Nah dapat saya simpulkan dari materi manajemen sekolah bahwasanya manajemen dan sekolah/lembaga merupakan suatu sistem yang tidak dapat berdiri sendiri dan tidak dapat terpisahkan karena di dalam mengelola manajemen pun pasti tidak akan terlepas dari kegiatan pembelajaran karena manajemen tersebut merupakan usaha untuk mensukseskan suatu tujuan dalam pendidikan yang telah di tentukan.
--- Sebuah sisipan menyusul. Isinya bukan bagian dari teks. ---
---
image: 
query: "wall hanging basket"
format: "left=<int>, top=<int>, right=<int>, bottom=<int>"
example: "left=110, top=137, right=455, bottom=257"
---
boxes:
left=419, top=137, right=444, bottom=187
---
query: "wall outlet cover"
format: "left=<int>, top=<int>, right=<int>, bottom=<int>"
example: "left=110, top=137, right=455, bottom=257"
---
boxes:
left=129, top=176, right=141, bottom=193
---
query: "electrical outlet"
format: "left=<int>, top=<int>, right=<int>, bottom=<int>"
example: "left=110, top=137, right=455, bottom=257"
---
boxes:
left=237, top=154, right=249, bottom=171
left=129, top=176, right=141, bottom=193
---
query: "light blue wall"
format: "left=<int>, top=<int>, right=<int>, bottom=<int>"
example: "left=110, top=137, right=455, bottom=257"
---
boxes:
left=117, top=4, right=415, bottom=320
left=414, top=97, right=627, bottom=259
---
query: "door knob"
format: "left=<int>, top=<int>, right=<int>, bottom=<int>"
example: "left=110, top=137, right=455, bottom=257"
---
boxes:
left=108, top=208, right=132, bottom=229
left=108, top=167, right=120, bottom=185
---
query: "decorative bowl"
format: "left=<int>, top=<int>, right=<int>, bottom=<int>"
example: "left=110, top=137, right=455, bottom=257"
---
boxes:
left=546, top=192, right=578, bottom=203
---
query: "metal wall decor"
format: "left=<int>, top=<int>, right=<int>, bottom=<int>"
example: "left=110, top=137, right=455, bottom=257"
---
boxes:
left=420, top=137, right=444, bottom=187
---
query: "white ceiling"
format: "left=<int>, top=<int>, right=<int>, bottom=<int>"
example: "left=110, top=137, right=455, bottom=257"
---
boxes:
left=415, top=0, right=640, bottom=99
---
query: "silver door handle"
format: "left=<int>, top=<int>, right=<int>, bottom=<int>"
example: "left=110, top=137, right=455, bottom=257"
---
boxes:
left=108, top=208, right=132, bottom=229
Yang mana untuk mencapai tujuan tersebut maka manajemen sekolah haruslah dilkaukan secara efektif dan efesien.

Daftar refrensi

http://antaradeka.blogspot.com/2013/11/makalah-manajemen-sekolah.html?m=1 diakses pada 10 April 2022

Sulfemi, Wahyu Bagja & Arsyad. (2019). Pengelolaan Manajemen Sekolah Yang Efektif dan Unggul.